Ich hoffe es hilft dir weiter.


----------



## cctnt (22. Juni 2005)

muahahahahaha schwachkopf kann er kein html muahahahahaha.
PS. cctnt account gehackt von ©Killer


----------



## Dennis Wronka (23. Juni 2005)

cctnt hat gesagt.:
			
		

> muahahahahaha schwachkopf kann er kein html muahahahahaha.
> PS. cctnt account gehackt von ©Killer


Auch wenn das etwas  ist: Da sieht man mal ganz deutlich den Unterschied zwischen einem Hacker und einem Script-Kiddie.


----------



## lylila (23. Juni 2005)

Was soll der Scheiss. Ihr seid ganz schön überheblich, wenn ich das mal 
anmerken darf. Irgendwo muss man mal anfangen und da ist selfhtml auch nicht 
gerad das NonPlusUltra.
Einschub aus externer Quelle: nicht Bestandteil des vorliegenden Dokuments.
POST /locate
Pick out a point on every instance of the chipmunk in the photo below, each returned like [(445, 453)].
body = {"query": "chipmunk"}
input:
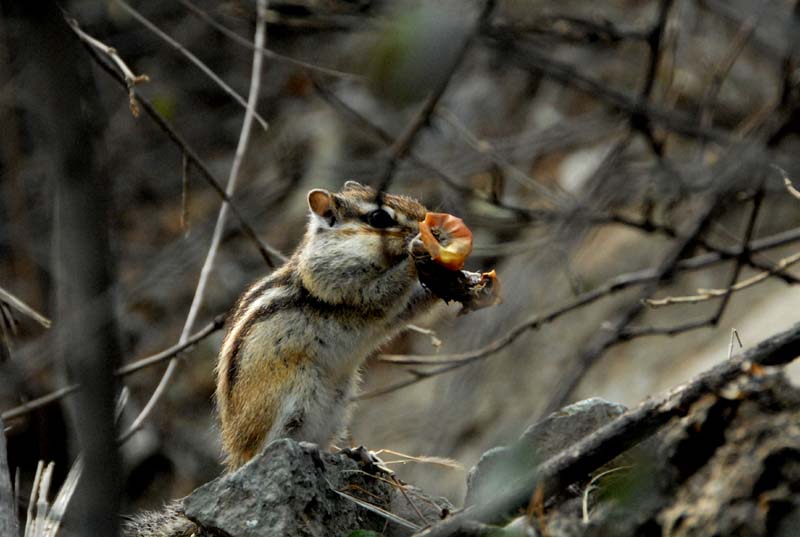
[(290, 361), (296, 340)]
Da fragt man eben.


----------



## Dennis Wronka (23. Juni 2005)

@lylila:
Immer locker bleiben...

Deine Loesung muss ich sagen gefaellt mir nicht so wirklich, da ich kein Freund von JavaScript bin.
Ich bin der Meinung, und damit bin ich wohl kaum allein, dass wichtige Funktionen einer Website nicht in JavaScript realisiert werden sollten.

Und der einzige der hier verbal aus der Reihe getanzt ist war dieses Script-Kid.

Weiterhin sind die Erklaerungen von SelfHTML in der Regel ganz gut, und recht vollstaendig. Und ich find es absolut nicht uebertrieben oder gar ueberheblich wenn man auf die richtige Stelle bei SelfHTML verweist, oder auf einen anderen Thread im Forum in dem das Problem bereits behandelt wurde.


----------



## Alexander Feil (23. Juni 2005)

Hi,

ich persönlich plädiere in deinem Fall für eine einfach Lösung mit Hilfe von PHP.

Leg die Bilder numeriert in einen Ordner, übergib die Nummer des gerade gewünschten Bildes mittels GET und verlinke die PHP-Datei mit den Links "vor" + "zurück" mit sich selbst. Dabei übergibst du halt die aktuelle Nummer -/+ 1 und kontrollierst, ob diese Nummer <0 oder >MAX ist. In diesen Fällen müsste dann als nächstes die höchste/niedrigste Nummer wieder aufgerufen werden.

Gruß
Aleks

P.S.:
Fragen bezüglich PHP kannst du gerne im PHP-Board stellen.


----------